Currently 50% to 70% of the land on Earth is modified by human activities. To better understand the impact of these alterations, Tucker and her colleagues analyzed a database of movements based upon GPS tracking of 803 individual animals across 57 species. They compared the GPS data, which track individuals for varying time intervals between one hour to 10 days, to the Human Footprint Index (HFI). The HFI captures multiple indicators of human activity, including the extent of built environments, cropland, pasture land, human population density, nighttime lights, railways, roads and navigable waterways.

The researchers found that the maximum movement over a 10-day period for mammals was about 6.6 kilometers in areas with a high human footprint, compared to 21.5 kilometers in areas with a low human footprint.

Animal movement can be restricted by three-fold in areas (red) where humans have a high environmental impact. | Carla Schaffer/ AAAS

One species tracked in this study is the African forest elephant (Loxodonta africana cyclotis), which roams the Congo basin. The researchers found that an elephant living in a high human footprint area moved 22 kilometers on average over a 10-day period, while an elephant living in a low footprint area moved 44 kilometers on average over that same length of time.

Tucker explained, "This reduction in movement could be due to a combination of movement barriers, such as habitat change and fragmentation and reduced movement [related to] crops, supplemental feeding and water sources."

Reduced movement was particularly evident when animals were tracked for longer periods of time, up to 10 days, suggesting that humans are altering animals' ranging behavior and area use over longer time scales, rather than altering their travel speeds.

The researchers used computer modeling to explore how the average movement of mammals has been reduced.

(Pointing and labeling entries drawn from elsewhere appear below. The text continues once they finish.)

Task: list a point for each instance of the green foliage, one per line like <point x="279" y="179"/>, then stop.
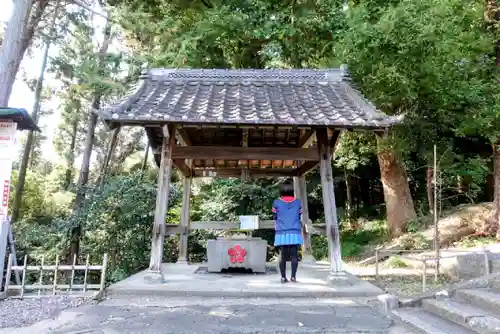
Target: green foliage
<point x="428" y="60"/>
<point x="354" y="149"/>
<point x="396" y="262"/>
<point x="117" y="219"/>
<point x="235" y="34"/>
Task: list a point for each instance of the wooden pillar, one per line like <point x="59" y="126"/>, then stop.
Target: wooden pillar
<point x="332" y="227"/>
<point x="300" y="189"/>
<point x="185" y="221"/>
<point x="155" y="274"/>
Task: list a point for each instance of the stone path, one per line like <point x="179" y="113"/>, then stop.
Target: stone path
<point x="219" y="315"/>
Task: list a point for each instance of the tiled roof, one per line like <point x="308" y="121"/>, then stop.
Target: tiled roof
<point x="271" y="97"/>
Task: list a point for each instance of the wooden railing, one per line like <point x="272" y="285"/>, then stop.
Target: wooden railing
<point x="39" y="287"/>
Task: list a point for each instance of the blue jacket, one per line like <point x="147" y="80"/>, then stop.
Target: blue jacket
<point x="287" y="216"/>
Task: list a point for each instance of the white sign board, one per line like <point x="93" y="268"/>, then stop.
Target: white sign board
<point x="7" y="141"/>
<point x="249" y="223"/>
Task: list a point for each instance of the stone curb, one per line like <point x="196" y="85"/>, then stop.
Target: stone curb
<point x="483" y="282"/>
<point x="239" y="294"/>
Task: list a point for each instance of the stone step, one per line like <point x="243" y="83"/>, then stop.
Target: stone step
<point x="421" y="321"/>
<point x="477" y="319"/>
<point x="483" y="298"/>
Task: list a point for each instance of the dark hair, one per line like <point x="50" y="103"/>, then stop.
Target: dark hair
<point x="286" y="189"/>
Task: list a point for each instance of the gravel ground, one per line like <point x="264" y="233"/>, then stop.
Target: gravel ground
<point x="21" y="313"/>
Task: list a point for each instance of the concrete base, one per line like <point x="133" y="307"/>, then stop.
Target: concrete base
<point x="182" y="262"/>
<point x="181" y="280"/>
<point x="308" y="259"/>
<point x="153" y="277"/>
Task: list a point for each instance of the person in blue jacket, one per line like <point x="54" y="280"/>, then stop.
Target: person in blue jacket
<point x="288" y="227"/>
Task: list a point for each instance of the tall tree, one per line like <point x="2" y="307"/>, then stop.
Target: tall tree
<point x="398" y="61"/>
<point x="36" y="109"/>
<point x="13" y="48"/>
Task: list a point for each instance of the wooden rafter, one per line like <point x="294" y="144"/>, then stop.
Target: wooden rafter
<point x="236" y="172"/>
<point x="245" y="153"/>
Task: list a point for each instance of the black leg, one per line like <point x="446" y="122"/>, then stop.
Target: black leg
<point x="283" y="256"/>
<point x="294" y="253"/>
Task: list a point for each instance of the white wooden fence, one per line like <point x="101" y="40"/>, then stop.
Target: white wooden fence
<point x="53" y="273"/>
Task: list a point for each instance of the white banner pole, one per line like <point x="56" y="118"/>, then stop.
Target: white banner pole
<point x="7" y="142"/>
<point x="7" y="153"/>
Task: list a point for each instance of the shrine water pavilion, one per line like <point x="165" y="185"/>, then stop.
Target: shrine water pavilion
<point x="243" y="123"/>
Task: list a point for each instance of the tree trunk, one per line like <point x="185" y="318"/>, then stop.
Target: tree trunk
<point x="36" y="109"/>
<point x="397" y="196"/>
<point x="496" y="196"/>
<point x="145" y="161"/>
<point x="74" y="248"/>
<point x="12" y="51"/>
<point x="68" y="175"/>
<point x="430" y="189"/>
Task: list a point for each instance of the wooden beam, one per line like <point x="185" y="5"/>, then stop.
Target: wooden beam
<point x="181" y="165"/>
<point x="173" y="229"/>
<point x="299" y="187"/>
<point x="306" y="139"/>
<point x="236" y="172"/>
<point x="161" y="210"/>
<point x="186" y="201"/>
<point x="332" y="227"/>
<point x="306" y="167"/>
<point x="183" y="138"/>
<point x="334" y="140"/>
<point x="245" y="153"/>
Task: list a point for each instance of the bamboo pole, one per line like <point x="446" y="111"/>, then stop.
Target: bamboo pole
<point x="436" y="225"/>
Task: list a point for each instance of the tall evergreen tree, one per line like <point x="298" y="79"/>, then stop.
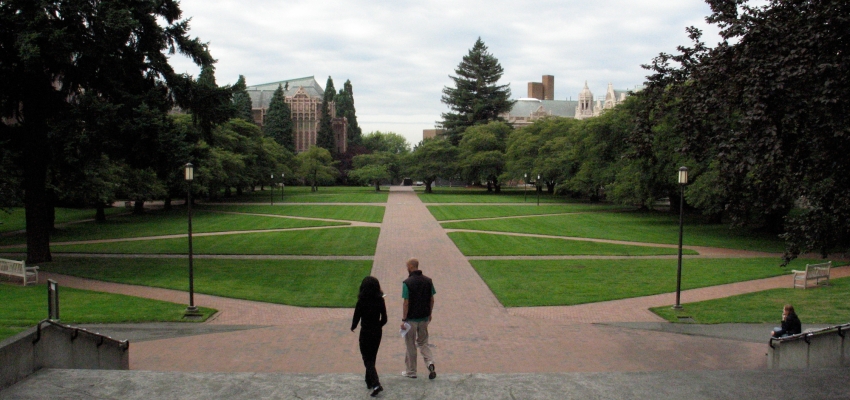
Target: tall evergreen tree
<point x="345" y="108"/>
<point x="209" y="103"/>
<point x="325" y="135"/>
<point x="278" y="124"/>
<point x="52" y="51"/>
<point x="475" y="99"/>
<point x="242" y="101"/>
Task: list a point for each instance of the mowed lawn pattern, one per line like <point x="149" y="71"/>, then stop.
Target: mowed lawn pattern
<point x="24" y="306"/>
<point x="527" y="283"/>
<point x="308" y="283"/>
<point x="175" y="222"/>
<point x="345" y="241"/>
<point x="822" y="305"/>
<point x="456" y="212"/>
<point x="653" y="227"/>
<point x="489" y="244"/>
<point x="303" y="194"/>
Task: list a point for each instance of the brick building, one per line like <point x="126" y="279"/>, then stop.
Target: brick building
<point x="304" y="97"/>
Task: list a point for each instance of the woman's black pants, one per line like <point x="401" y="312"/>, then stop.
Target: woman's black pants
<point x="369" y="343"/>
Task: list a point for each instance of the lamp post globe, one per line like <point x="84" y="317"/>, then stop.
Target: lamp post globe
<point x="683" y="180"/>
<point x="191" y="310"/>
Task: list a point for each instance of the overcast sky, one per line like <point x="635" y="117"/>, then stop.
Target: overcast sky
<point x="399" y="54"/>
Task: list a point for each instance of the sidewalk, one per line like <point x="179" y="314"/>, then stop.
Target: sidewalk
<point x="472" y="332"/>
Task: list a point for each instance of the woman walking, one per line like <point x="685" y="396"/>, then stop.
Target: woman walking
<point x="372" y="311"/>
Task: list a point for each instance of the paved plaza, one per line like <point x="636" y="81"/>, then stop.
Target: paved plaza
<point x="473" y="335"/>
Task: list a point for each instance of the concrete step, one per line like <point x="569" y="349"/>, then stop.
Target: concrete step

Their results suggest that some individuals are altering their movements to accommodate human activity, while other species with long ranges simply are not entering areas of high human activity.

So, what can humans do to minimize our impact?

"In terms of conservation, it is important to maintain landscape connectivity, such as maintaining corridors that link areas of natural habitat that enable mammals to move through the landscape," said Tucker.

"When thinking about land use planning and policy, we need to balance the needs of human activities with the needs of wildlife," she said.